Leaving the EU means the UK has greater control over the training of healthcare professionals.
The Department of Health and Social Care (DHSC) has announced that nurses and other allied healthcare professionals will be able to retrain as doctors ‘more quickly’ now the UK has left the EU.
Under training standards set by the EU, existing healthcare professionals wishing to move into another area would have to complete a set standard of training, regardless of any existing health background or qualifications.
This includes 5,500 hours of training and a minimum of five years to become a doctor.
Under the potential new system, a nurse who has been in the job for 10 years could benefit from training standards based upon experience and qualifications, rather than strict time-frames.
Newly designed courses would reduce unnecessary duplication by taking into account existing qualifications, training, and lived-experience.
Not bound by EU regulations.
Health Secretary Matt Hancock said: “Our incredible NHS is full of highly-qualified and dedicated professionals – and I want to do everything I can to help them fulfil their ambitions and provide the best possible care for patients.
“Without being bound by EU regulations, we can focus on ensuring our workforce has the necessary training which is best suited to them and their experience, without ever compromising on our high standards of care or on patient safety. The plans we are setting out today mean that we can retrain healthcare workers and get them back to the frontline faster. This is good for patients, and good for our NHS.

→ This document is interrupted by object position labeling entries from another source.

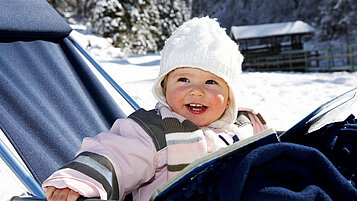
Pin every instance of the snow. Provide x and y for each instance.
(283, 98)
(272, 29)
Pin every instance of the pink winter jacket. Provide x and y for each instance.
(139, 167)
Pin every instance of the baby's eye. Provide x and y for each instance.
(183, 79)
(211, 82)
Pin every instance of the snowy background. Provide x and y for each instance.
(283, 98)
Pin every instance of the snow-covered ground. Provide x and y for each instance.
(283, 98)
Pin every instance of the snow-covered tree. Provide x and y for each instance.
(337, 18)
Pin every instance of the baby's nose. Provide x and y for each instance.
(197, 91)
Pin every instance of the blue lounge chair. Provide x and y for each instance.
(49, 97)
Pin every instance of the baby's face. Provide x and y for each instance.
(197, 95)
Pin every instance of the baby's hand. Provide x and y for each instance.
(66, 194)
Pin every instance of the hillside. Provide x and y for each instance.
(141, 26)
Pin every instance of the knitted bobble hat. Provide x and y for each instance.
(202, 43)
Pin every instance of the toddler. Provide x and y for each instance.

“Healthcare professionals across the NHS work tirelessly, day in, day out, to improve the lives of those around them and I welcome this chance to review any unnecessary barriers that can delay them from reaching their full potential in our NHS.”

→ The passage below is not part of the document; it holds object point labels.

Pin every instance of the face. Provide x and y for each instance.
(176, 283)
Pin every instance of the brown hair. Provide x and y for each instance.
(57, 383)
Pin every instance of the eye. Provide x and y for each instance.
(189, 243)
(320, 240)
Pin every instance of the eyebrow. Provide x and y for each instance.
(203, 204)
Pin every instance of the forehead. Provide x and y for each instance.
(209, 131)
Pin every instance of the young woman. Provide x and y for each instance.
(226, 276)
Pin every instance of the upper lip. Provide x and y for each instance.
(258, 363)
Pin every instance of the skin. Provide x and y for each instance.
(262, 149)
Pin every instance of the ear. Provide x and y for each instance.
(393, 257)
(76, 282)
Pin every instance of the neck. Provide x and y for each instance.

“This is an important step in our efforts to deliver on our commitments and boost the number of staff in our NHS – backed by record funding of £33.9 billion extra a year by 2023/24.”
Professionals must be safe and competent.
Nursing leaders warn that the move needs to come without compromising patient care.
Andrea Sutcliffe CBE, Chief Executive and Registrar at the Nursing and Midwifery Council (NMC) said: “Having enough health and care professionals with the right knowledge, skills and values is vital to meet the individual needs of people across all four countries of the UK now and in the future.
“The NMC supports the wish to explore how education and training for registered nurses and midwives may be achieved in more flexible ways while ensuring our high standards are maintained and not compromised. Every nursing and midwifery professional must be safe and competent to provide the best care and support possible.
Susan Masters, Director of Nursing, Policy and Practice for the Royal College of Nursing, said: “Standards of education must remain high and we will look closely at how proposals on flexibility can achieve this.
“When every profession in health care is facing shortages, the key to filling jobs and keeping patients safe is to attract more people overall as well as allow existing professionals to move around.